Aftersun relate les vacances entre une gamine et son père - incarné par Paul Mescal. Père aux zones d'ombre indéniables et que l'on découvrira peu à peu à travers le regard très sensible de sa fille. Ce drame familial est mis en scène comme un film de vacances, traversé de bribes de souvenirs disparates, de silences étendus, de non-dits, de longs plans qui semblent tout droit émerger de la mémoire même des personnages. Puissante expérience.

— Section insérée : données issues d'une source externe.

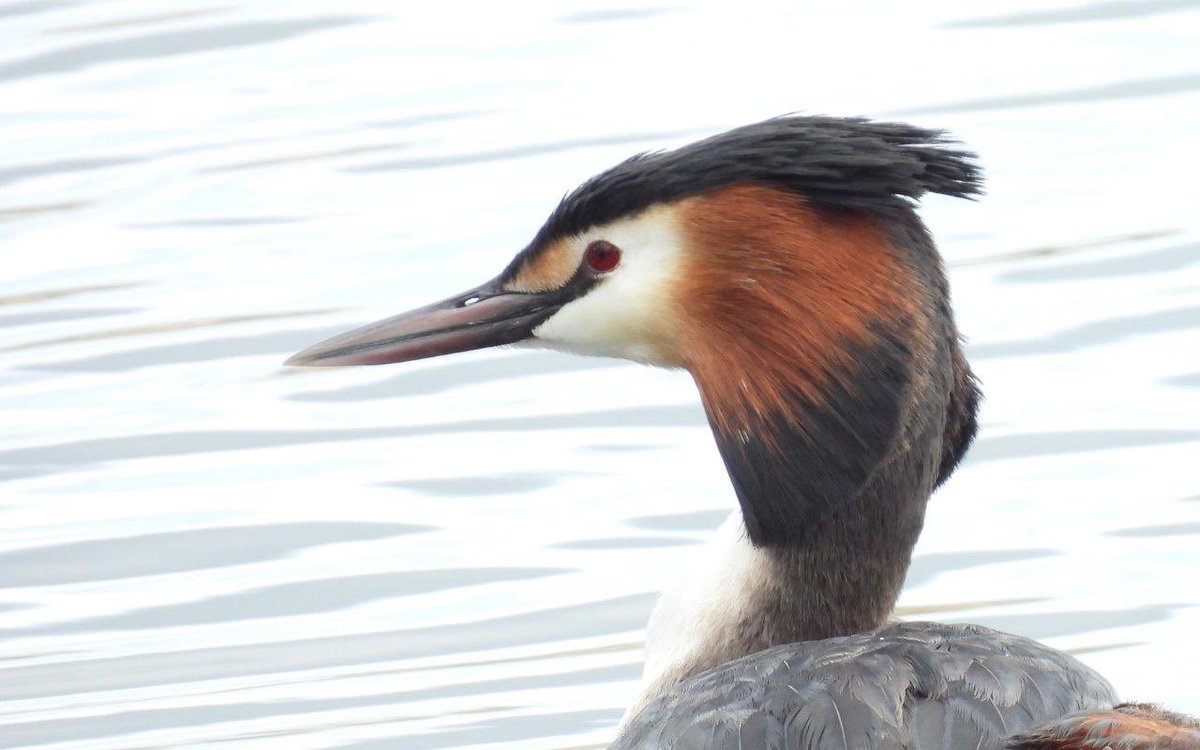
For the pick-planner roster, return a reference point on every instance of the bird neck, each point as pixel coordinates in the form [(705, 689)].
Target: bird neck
[(833, 443)]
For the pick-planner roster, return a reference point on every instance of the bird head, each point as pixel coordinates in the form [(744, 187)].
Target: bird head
[(783, 265)]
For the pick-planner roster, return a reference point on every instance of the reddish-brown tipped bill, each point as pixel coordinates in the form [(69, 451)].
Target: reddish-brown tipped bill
[(477, 319)]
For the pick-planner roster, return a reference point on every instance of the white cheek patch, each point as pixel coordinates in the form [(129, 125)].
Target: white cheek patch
[(629, 313)]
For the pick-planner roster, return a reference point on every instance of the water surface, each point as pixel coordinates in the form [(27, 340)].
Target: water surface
[(203, 550)]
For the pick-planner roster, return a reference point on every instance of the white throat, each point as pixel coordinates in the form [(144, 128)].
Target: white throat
[(700, 622)]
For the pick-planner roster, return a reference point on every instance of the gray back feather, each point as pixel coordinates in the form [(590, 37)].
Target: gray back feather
[(906, 685)]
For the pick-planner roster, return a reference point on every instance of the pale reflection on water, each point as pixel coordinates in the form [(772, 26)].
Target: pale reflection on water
[(203, 550)]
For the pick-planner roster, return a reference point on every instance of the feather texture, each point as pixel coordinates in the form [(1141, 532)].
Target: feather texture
[(904, 687)]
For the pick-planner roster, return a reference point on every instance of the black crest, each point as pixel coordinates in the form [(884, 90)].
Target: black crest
[(849, 162)]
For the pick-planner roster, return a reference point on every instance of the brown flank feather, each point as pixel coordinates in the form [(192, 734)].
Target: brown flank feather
[(1129, 726)]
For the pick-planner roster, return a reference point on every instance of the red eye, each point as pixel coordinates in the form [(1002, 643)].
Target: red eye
[(603, 257)]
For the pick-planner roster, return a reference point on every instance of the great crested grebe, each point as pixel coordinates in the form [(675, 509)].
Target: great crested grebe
[(783, 264)]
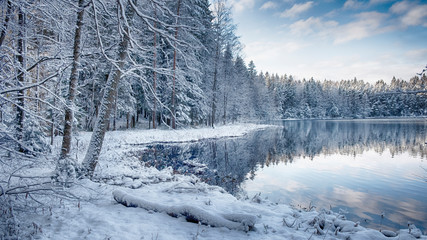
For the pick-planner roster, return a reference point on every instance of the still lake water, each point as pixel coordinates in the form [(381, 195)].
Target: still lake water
[(372, 171)]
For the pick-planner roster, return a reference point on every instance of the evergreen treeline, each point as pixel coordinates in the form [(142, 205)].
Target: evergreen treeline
[(348, 98), (100, 65)]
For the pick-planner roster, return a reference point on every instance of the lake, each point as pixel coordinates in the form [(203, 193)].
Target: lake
[(372, 171)]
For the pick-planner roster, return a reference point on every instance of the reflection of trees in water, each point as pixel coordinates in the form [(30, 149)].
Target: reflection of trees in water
[(230, 161), (311, 138)]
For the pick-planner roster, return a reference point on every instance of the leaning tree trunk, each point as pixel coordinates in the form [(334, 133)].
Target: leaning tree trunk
[(174, 69), (21, 79), (68, 123), (91, 158), (6, 22)]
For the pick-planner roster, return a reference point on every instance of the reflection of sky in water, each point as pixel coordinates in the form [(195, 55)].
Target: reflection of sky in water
[(364, 167), (364, 185)]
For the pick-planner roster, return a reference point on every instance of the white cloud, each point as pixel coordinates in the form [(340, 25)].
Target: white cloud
[(410, 14), (417, 54), (353, 4), (297, 9), (415, 16), (268, 5), (312, 25), (241, 5), (400, 7), (366, 24)]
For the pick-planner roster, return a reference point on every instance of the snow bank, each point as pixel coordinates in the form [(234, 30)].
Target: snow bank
[(196, 214), (157, 193)]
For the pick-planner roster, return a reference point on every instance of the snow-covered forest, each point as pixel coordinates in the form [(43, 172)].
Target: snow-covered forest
[(104, 65)]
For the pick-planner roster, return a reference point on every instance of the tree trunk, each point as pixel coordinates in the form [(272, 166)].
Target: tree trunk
[(6, 22), (91, 158), (68, 123), (214, 88), (154, 72), (21, 78), (174, 69)]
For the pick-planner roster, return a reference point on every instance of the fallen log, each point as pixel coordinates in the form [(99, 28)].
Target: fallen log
[(242, 222)]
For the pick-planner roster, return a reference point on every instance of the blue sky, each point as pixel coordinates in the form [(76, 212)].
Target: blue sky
[(327, 39)]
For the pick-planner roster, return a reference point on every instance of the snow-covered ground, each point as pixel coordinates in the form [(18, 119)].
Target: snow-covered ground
[(95, 214)]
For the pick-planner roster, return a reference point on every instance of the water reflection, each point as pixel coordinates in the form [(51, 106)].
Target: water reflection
[(365, 168)]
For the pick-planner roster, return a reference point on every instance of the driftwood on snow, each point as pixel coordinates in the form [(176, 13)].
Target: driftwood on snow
[(243, 222)]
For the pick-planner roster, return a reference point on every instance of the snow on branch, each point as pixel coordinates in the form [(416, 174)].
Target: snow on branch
[(242, 222)]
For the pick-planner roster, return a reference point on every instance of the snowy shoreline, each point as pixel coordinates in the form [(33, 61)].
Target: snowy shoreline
[(98, 216)]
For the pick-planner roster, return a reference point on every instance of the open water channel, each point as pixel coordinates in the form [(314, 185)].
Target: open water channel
[(372, 171)]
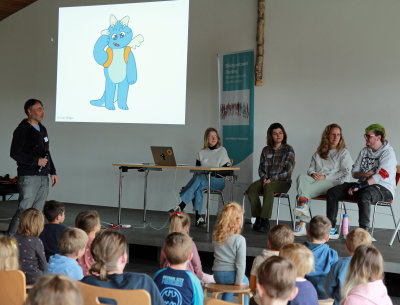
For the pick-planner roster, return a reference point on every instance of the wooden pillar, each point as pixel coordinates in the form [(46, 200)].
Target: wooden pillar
[(260, 44)]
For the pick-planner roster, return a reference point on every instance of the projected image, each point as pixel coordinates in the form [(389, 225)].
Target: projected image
[(123, 63), (113, 51)]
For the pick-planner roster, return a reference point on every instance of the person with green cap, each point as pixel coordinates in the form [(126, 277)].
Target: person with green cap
[(375, 169)]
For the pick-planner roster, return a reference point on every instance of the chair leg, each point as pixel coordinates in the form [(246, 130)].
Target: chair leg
[(341, 215), (243, 202), (277, 210), (373, 220), (396, 231), (291, 215), (222, 197), (394, 220), (241, 298)]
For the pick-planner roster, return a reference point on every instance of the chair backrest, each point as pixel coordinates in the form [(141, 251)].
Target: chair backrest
[(13, 287), (217, 302), (91, 295)]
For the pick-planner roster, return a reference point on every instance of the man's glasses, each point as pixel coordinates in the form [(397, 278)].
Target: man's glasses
[(367, 136)]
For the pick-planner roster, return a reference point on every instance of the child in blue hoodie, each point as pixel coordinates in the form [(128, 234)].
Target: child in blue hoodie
[(324, 256), (337, 276), (72, 244)]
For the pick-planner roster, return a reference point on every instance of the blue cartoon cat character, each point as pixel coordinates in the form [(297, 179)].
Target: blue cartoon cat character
[(113, 51)]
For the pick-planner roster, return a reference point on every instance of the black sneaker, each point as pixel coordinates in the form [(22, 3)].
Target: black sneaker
[(264, 227), (175, 209), (200, 222)]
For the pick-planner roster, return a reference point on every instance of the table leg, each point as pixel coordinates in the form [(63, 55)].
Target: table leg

Past Lives se joue également de notre rapport au temps et à la durée : cette histoire se déploie sur plusieurs décennies. L'on y suit deux amis d'enfance qui se retrouvent après une longue absence. 24 ans de leur vie commune nous sont partagés, et leur relation toute platonique est mise en images avec une inouïe délicatesse. On est vraiment, mais alors vraiment loin des clichés des rom-coms américaines tradis. A l'instar d'un Lost in translation, Past Lives est une alternative intelligente aux histoires d'amour conventionnelles.
Le point de vue hyper subtil de la cinéaste sud-coréenne Celine Song et l'alchimie incroyable des deux comédiens vient bousculer les lignes de la love story. Tout comme Aftersun (dispo sur Canal+) aime à nous emmener lentement mais sûrement là où on ne l'attend pas forcément, sans craindre de perdre son public en route. Deux merveilles à découvrir, vite !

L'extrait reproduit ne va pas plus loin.